One Wound Feeds Another

by Andrew F. Sullivan


We know it has claws.

“I seen it boys, I seen it and it ain’t a raccoon, I can tell you that.”

We know it has claws because there are fresh marks along the ceiling where it scrabbled into the locker room, then into the laboratory, then into the computer room that none of us ever enter. We know it has claws because it pulled open Little Charles’ locker and ate all of his Vegetable Thins, leaving behind only an empty shredded bag out of spite. It pissed on Other Charles’ locker on the way out. We think it lives inside the broom closet by the power boxes or maybe the air ducts, if it lives at all. There’s a drop ceiling in the office downstairs that rumbles when the air-conditioner is running. Parts of our lunches keep disappearing. Half our smokes come out soggy.

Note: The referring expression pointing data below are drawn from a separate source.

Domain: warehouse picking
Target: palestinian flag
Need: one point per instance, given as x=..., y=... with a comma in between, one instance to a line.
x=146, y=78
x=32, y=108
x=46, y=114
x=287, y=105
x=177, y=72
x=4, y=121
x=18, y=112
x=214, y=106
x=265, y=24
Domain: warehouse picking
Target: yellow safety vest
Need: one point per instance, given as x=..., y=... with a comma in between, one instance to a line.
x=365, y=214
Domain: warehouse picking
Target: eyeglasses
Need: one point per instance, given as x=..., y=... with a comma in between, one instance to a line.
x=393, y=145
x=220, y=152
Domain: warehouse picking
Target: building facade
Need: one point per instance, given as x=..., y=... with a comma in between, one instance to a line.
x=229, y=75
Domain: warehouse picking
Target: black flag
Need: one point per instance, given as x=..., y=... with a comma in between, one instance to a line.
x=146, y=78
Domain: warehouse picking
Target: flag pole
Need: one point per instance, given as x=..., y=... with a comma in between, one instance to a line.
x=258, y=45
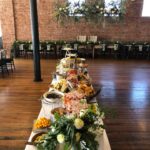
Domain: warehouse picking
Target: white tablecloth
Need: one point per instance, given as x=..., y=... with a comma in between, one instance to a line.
x=46, y=112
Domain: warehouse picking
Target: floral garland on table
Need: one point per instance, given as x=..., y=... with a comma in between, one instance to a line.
x=93, y=11
x=74, y=132
x=80, y=126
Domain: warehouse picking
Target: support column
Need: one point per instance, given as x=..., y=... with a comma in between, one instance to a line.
x=35, y=40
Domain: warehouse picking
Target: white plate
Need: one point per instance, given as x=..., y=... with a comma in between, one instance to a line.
x=52, y=100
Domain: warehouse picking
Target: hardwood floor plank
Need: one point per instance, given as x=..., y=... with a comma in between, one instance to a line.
x=125, y=87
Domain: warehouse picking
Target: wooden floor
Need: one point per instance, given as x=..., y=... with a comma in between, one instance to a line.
x=125, y=87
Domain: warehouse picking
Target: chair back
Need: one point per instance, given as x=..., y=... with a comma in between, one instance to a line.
x=116, y=47
x=48, y=47
x=93, y=39
x=40, y=47
x=140, y=48
x=2, y=53
x=103, y=47
x=21, y=47
x=81, y=38
x=30, y=47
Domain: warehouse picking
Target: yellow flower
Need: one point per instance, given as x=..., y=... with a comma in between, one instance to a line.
x=78, y=123
x=60, y=138
x=78, y=136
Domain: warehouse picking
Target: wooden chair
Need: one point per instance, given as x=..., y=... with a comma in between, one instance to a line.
x=21, y=50
x=92, y=40
x=50, y=50
x=82, y=47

“Well, then it’s a cat,” one of us says. “An ugly cat, maybe.”

None of us believe in ghosts. Not out loud. Not while on the afternoon shift.

“Nah, boys, it’s something else. Something worse, or crippled. Like a coyote, man. I seen it on the third floor, around the mixers. Six and seven. Sounded like it was hackin’ up a lung.”

We sit around in a circle on the roof, smoking, waiting for someone to say her name, but no one does. Tugg isn’t the only one who heard it. It’s a sound like someone retching, almost human. It’s just an ugly cat. We nod. It is easier that way, easier to believe.

“Tugg, you’re full of shit. I never seen a coyote climb that many stairs.”

“Then you haven’t lived, Littler Charles. You haven’t lived at all.”

No one talks about Clean Jean.


Clean Jean wasn’t always Clean Jean, but names happen to you. You don’t get to choose. They’re like fate that way — they got no mercy. The harder you fight, the more they stick. After they cleared out union people and brought in a new crew, Clean Jean was one of the first to start with us on afternoons, pumping steam and effluent out into the world, filling up the sky with shit it didn’t need. Soap is not too complicated. One day they won’t need people. The new guys just pasted stickers over the old, but all the signs remained the same. Eye-wash stations don’t change.

Sometimes the new kids would ask if we ever had anybody fall in, ever made soap out of people. Sometimes we would say yes, just to watch them squirm. We’d say yes and drag out the words describing the process, how you fish the bones out afterward. How you make sure the camera are turned the other way, how you tell management that buddy just up and quit.

Clean Jean didn’t like that. Clean Jean didn’t like much at all, really.

Forty-three with two kids, no husband and a house she could not afford. Forty-three and on every online dating site she could find. Tugg liked to stick pieces of paper to her back with drawings of his dick on them, see how long it would take for her to notice. Tugg is dumb, but cunning, an animal who can smell your fear like musk. He’s a dog who could find the weak link, break it down into submission. Tugg needs a pack. He wasn’t much younger than Clean Jean, but he called her that old bitch. Three years is a lifetime, he would say. Sometimes we took her lunch bag or took her hat when she was off her station, dropped it down from one level to the next through the blue and yellow bars, left it dangling in places she couldn’t reach.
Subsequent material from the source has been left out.